STEVE SWALLOW (b 1940 )
Born in 1940, Steve Swallow was raised in New York and first took private lessons on piano and trumpet before switching to the string bass at the age of eighteen. In 1960, he joined the Paul Bley Trio and featured also in the first sextet formed by George Russell. Swallow and Bley were also part of the innovative Jimmy Giuffre Trio and the Art Farmer Quartet. He subsequently played for Stan Getz and in Gary Burton’s quartet. In 1970, he moved to live and write songs in Bolinas, California. He gave concerts in San Francisco, appearing with pianists Art Lande and Mike Nock. But in 1973, he returned to join Burton, and apart from the occasional interruption, has remained a loyal partner ever since. In the early sixties, Swallow belonged to the free jazz scene and in 1964 took the Down Beat critics’ award for best new bass player. As the decade progressed—and particularly as a member of the Burton Quartet—he sought ways to combine elements from jazz, rock and country. With electronic backdrops becoming more and more the norm, Swallow often found himself obliged to amplify his bass instead of playing acoustically. He took up the electric bass guitar, and when he realised the different techniques required for each instrument were not compatible, he soon gave up using the acoustic string bass altogether. As Gary Burton recalls: “He worked on playing bass guitar using a pick—a method used by relatively few in the jazz world—and this picking owed more to the technique associated with guitar playing. He plays according to his own set of rules, and as a result his instrument never just sounds like an acoustic bass with pick-up. He threw out all preconceived ideas in order to give the instrument a new voice.” Since the early seventies, Swallow featured on various recordings and tours with Mike Gibbs; he later became a regular member of various Carla Bley ensembles, playing also on some of her most memorable recordings. In the years to follow, he took to producing albums for other musicians. In the late eighties and early nineties, the reformed Giuffre Trio, featuring Steve Swallow and Paul Bley, got back together for studio sessions and stage performances. He also teamed up with Andy Sheppard in Carla Bley’s trio.

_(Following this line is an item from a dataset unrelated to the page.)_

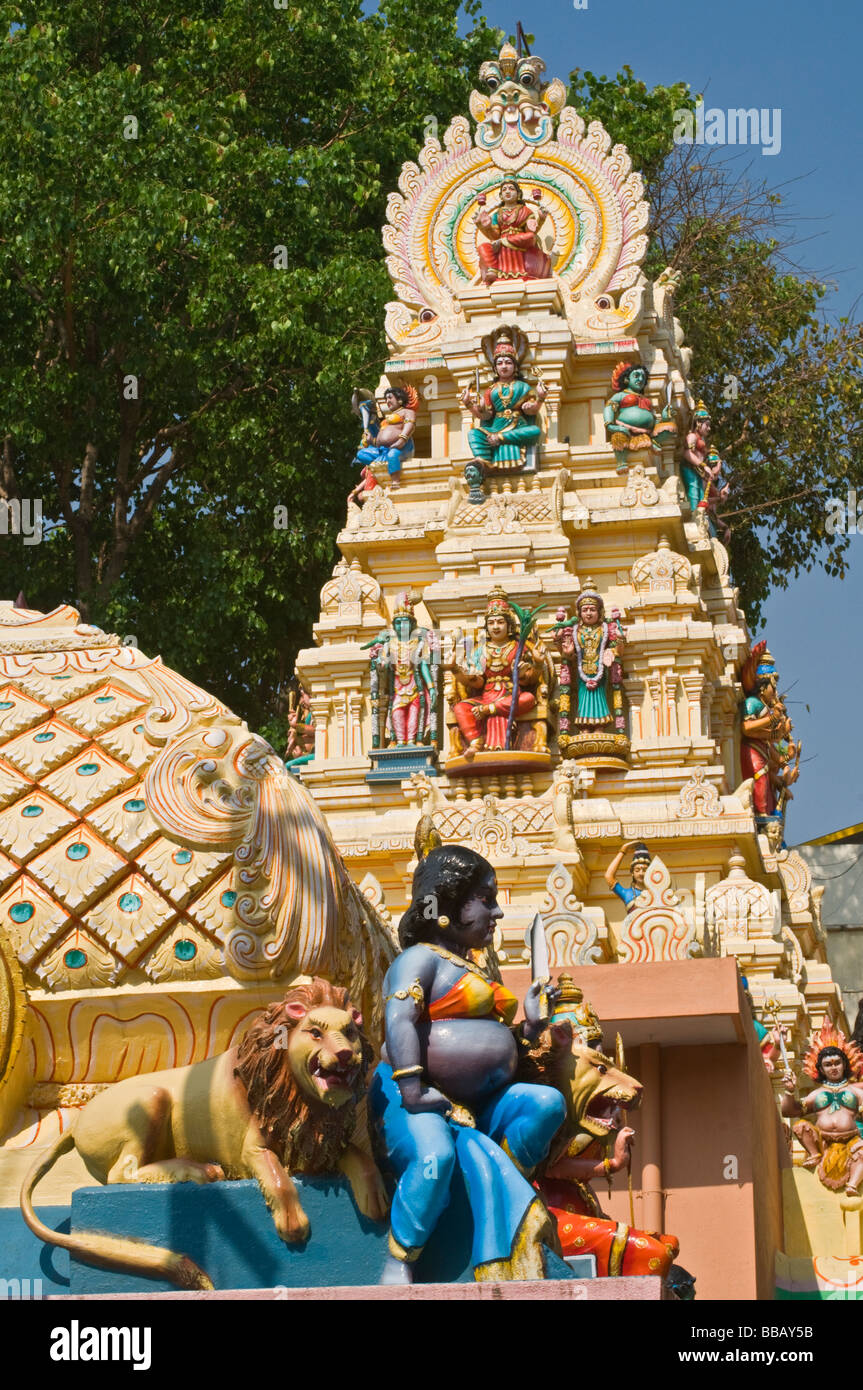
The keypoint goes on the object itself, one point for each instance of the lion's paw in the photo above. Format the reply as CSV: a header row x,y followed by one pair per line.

Swallow is a brilliant bass player, with a sound and style all his own. His powers of concentration and his dependability are legendary, and as a soloist he is considered second to none. That his playing exhibits a comprehensive understanding of the music is no doubt due, in part, to the fact that he himself is one of the finest and most prolific composers for small combos. His pieces have been performed and recorded by many jazz musicians, including Gary Burton, Mike Gibbs and Chick Corea.